Não há qualquer dúvida de que o Ministério Público é quem tem legitimidade para promover o processo penal e que uma vez aberto inquérito o mesmo tem de ser encerrado com despacho de arquivamento, dedução de acusação ou despacho de suspensão provisória (artigos 48º, 262º, 267º e 276º e 281º). Tal decisão é um acto processual obrigatório que não está na disponibilidade do Ministério Público omitir. Daí decorre que a omissão do acto integra um vício processual formal.
Não nos parece que a omissão desse acto se enquadre na nulidade sanável do artigo 120º nº 2 al. d). Quando a lei se refere a um inquérito insuficiente, por falta da prática de actos legalmente obrigatórios, pressupõe logicamente que essa fase do processo chegou ao seu termo com a prolação do respectivo despacho final, embora com omissão de actos que eram obrigatórios. No caso do inquérito sem decisão final, a respectiva fase processual não fica completa. O processo não fica no estado de pendente, porque passou o momento processual próprio para a realização das diligências investigatórias, mas também não fica findo com uma pronúncia expressa sobre o mérito dos indícios.
Concordamos com o despacho recorrido. A nulidade que se verifica é a do artigo 119º al. b). O Ministério Público simplesmente não completou a promoção do inquérito a que está vinculado. Este vício não visa apenas sancionar a violação de uma regra de competência processual – por exemplo, um caso em que o arquivamento tivesse sido decidido por entidade diferente do Ministério Público – mas também a violação da regra da obrigatoriedade da promoção do processo – na situação em que o Ministério Público termina a fase processual sem despacho final sobre o objecto do inquérito.
No plano da interpretação sistemática das normas, não teria aliás sentido, que a falta de abertura de inquérito nos casos em que é obrigatório constituísse nulidade processual insanável (artigo 119º al. d) e depois a sua não finalização fosse sanável, uma vez que em ambas as situações está em causa a omissão da obrigatoriedade da promoção da acção penal.

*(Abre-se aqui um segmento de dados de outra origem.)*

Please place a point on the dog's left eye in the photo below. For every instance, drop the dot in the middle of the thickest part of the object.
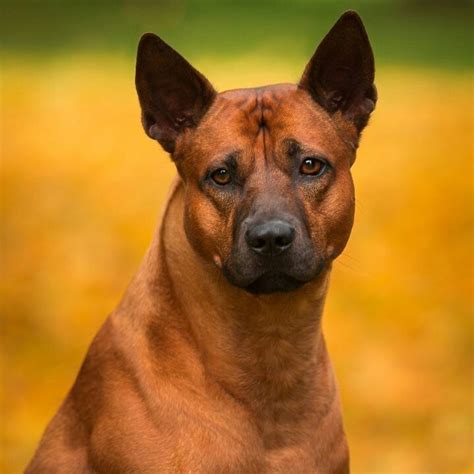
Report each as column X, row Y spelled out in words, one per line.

Esta situação é muito semelhante à que foi decidida no Acórdão de fixação de jurisprudência do STJ, de 16DEZ1999 (DR, I Série, nº 4, de 6JAN2000), em que se decidiu o seguinte: “Integra a nulidade insanável da alínea b) do artigo 119.º do Código de Processo Penal a adesão posterior do Ministério Público à acusação deduzida pelo assistente relativa a crimes de natureza pública ou semipública e fora do caso previsto no artigo 284.º, n.º 1, do mesmo diploma legal”. Neste caso o Ministério Público tinha notificado o assistente para deduzir acusação num crime de natureza semipublica sem que tivesse encerrado o inquérito com o despacho que lhe competia proferir. O tribunal considerou que ao não deduzir acusação ou arquivar o inquérito, o Ministério Público violou o dever de promover a acção penal. Não há diferença relevante entre o caso analisado neste acórdão de fixação de jurisprudência e aquele que agora estamos a ver. Em ambos o que está em causa é a mesma omissão do acto processual próprio de promoção da acção penal.
No sentido de que se trata de uma nulidade insanável podem ainda ser consultados os seguintes acórdãos: TRP de 20JUN2012 (processo 35/10.5P6PRT-A.P1) e TRG de 30NOV2015 (processo 471/13.5TAGMR.G1) e 12JUL2016 (processo 679/14.6GCBRG-B.G1), todos em www.dgsi.pt.
Em face do exposto, é nosso entendimento que o tribunal recorrido decidiu acertadamente ao declarar a nulidade do despacho final em que o Ministério Público não se pronunciou sobre a totalidade do seu objecto.
É indiferente o argumento avançado no recurso de que de todo o modo o despacho a proferir seria o de arquivamento por intempestividade da queixa. Nessa parte, que se refere ao mérito da decisão, é óbvio que o juiz de instrução não pode intrometer-se por falta de competência. E como tal, não pode deixar de declarar uma nulidade no pressuposto de que o seu suprimento conduzirá a este ou àquele resultado. Essa decisão compete ao Ministério Público.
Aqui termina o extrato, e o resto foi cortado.